А я-то думала: только бы миновать стражу у дверей, достать лошадей, незаметно выбраться из дворца, без шума и погони. Король все предусмотрел, недаром он считает себя Богом. Побег — дело нелегкое, но теперь, когда корабли заперты в гавани, совсем невозможное. Англия — остров. Король взял меня в плен.

Доктор Херст полагает, что за мной скоро придут. Король закрыл границы, чтобы провести расследование, признать меня виновной и обезглавить раньше, чем в Клеве узнают об аресте. Никто в Европе не возразит, никто не осудит короля. Никто даже ничего не узнает, пока меня не убьют. Так и будет. Через пару дней, может быть завтра.

Не могу уснуть. Сижу у окна. Уже рассветает. Это моя последняя ночь на земле. Больше всего жаль, что я растратила свою жизнь впустую. Сначала покорялась отцу, потом брату, последние месяцы старалась угодить королю. Не сохранила крохотную искорку — собственную личность. Вместо этого подчинила свои мысли, свою волю мужчине. Мной все время кто-нибудь командовал. Полярный сокол вьет гнезда в уединенных холодных краях, парит на вольном ветру высоко-высоко в небе. А я — птица в клетке. Вечная пленница.

Если Бог пощадит меня, клянусь, я стану собой, а не просто сестрой, дочерью, женой. Во славу Божью даю я это обещание, но, боюсь, его не придется выполнять. Бог не спасет, Генрих не пощадит.

Появляется золотое летнее солнце. Мне приносят кружку эля, ломоть хлеба с маслом. Сижу у окна, смотрю на реку. Не полощется ли флаг, не слышны ли удары весел по воде, не плывет ли королевская барка — везти меня в Тауэр? Гребцы на веслах, барабан отбивает ритм, громом отдается в ушах, в сердце — это за мной, они уже тут, значит, сегодня. Забавно — за мной пришли после полудня и отнюдь не целой толпой. Ричард Берд приплыл на ялике один-одинешенек. Я как раз гуляла в саду — руки холодеют, ноги подкашиваются от страха. Он догнал меня возле цветника, я нюхала распустившиеся розы, не чувствуя запаха. Издалека я, наверно, казалась довольной и счастливой — юная королева среди роз. Смертельную бледность можно заметить, только подойдя ближе.

— Ваша светлость, — поклонился низко, как настоящей королеве. — Со мной письмо от короля.

Протягивает письмо. Я не решаюсь сломать печать.

— Что в нем?

Даже не притворяется, что это не его дело.

— После долгих месяцев сомнений король решился проверить законность вашего брака. Он опасается, что вы ранее уже дали слово другому. Будет следствие.
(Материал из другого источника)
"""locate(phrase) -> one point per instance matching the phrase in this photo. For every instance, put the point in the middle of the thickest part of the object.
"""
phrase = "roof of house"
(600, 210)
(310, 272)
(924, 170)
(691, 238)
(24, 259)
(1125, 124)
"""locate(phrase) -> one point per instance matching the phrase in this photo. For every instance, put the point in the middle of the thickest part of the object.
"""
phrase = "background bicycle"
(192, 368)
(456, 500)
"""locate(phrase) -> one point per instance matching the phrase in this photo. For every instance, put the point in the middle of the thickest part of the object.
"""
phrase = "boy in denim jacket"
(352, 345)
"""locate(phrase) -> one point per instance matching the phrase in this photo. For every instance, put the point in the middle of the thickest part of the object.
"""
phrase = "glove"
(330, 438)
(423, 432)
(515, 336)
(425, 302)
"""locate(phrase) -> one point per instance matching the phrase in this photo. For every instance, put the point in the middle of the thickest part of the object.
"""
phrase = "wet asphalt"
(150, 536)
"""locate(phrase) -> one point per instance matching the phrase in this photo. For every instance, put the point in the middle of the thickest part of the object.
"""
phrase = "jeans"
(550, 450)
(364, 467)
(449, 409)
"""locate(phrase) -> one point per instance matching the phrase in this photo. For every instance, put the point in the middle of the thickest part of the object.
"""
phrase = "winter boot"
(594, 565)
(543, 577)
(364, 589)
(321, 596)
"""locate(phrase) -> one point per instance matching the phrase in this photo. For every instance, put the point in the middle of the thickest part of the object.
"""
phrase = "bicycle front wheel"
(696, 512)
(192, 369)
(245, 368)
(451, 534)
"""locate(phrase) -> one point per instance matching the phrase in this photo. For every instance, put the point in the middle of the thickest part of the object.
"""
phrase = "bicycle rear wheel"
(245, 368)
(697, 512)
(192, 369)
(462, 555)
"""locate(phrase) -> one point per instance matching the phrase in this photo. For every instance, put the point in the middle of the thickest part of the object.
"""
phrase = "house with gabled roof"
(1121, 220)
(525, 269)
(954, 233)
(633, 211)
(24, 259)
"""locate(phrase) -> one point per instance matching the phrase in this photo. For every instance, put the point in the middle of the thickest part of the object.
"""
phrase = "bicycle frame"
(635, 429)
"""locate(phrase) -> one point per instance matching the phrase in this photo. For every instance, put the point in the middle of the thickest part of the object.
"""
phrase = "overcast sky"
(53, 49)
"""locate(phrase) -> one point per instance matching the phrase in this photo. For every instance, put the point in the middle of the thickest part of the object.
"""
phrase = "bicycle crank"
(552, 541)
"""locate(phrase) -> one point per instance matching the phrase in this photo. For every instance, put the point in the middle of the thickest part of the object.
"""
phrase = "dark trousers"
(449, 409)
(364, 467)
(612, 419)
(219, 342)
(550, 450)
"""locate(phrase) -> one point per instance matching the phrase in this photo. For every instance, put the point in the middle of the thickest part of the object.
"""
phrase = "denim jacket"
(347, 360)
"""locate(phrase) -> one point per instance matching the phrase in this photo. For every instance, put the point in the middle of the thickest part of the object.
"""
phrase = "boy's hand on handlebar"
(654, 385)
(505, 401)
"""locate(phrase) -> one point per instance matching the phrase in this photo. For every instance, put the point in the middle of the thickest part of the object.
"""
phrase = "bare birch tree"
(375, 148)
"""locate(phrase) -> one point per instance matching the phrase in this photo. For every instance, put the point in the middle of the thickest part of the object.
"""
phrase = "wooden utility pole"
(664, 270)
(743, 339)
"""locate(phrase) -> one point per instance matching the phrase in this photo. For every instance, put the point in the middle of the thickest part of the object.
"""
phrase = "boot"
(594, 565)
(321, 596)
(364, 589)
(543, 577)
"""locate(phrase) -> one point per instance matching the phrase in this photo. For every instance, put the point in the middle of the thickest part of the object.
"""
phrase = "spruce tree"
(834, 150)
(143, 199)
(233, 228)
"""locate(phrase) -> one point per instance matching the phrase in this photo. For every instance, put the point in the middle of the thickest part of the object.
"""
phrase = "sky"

— Он думает, мы не женаты?

— Он боится, что вы не замужем, — мягко поправляет Ричард Берд.

— Не могу понять, — качаю головой и туповато повторяю: — Не могу понять.

На этот раз явились все — половина Тайного совета, свита, слуги. Уговаривать меня согласиться на расследование. Я не согласна. Они остались в Ричмондском дворце на ночь. Я не стала с ними обедать. Я не соглашусь, никогда не соглашусь. Утром объявили — три придворные дамы вызваны на допрос. Отказались объяснить, о чем их собираются спрашивать, даже не сказали, кто именно будет давать показания против меня. Попросила копии документов, представленных в суд, но не получила ничего. Доктор Херст жалуется на такое же обращение, он написал моему брату в Клеве, но мы оба знаем — письмо дойдет, когда будет слишком поздно. Порты закрыты, вести не покидают Англию. Мы одни. Я одна. Доктор Херст рассказал, что, прежде чем судить Анну Болейн, тоже наводили справки о ее поведении. Допросили придворных дам — что она говорила, что делала. Собранные улики использовали на суде. Вынесли обвинительный приговор, и меньше чем через месяц король женился на ее фрейлине Джейн Сеймур. В моем случае даже приговор не придется выносить, одна подпись, и все. Неужели я должна умереть ради того, чтобы король мог жениться на малышке Китти Говард? Неужели такое возможно — убить меня, чтобы старик женился на девчонке, которую и так ничего не стоит уложить в постель? Пообещай ей новое платьице — и все.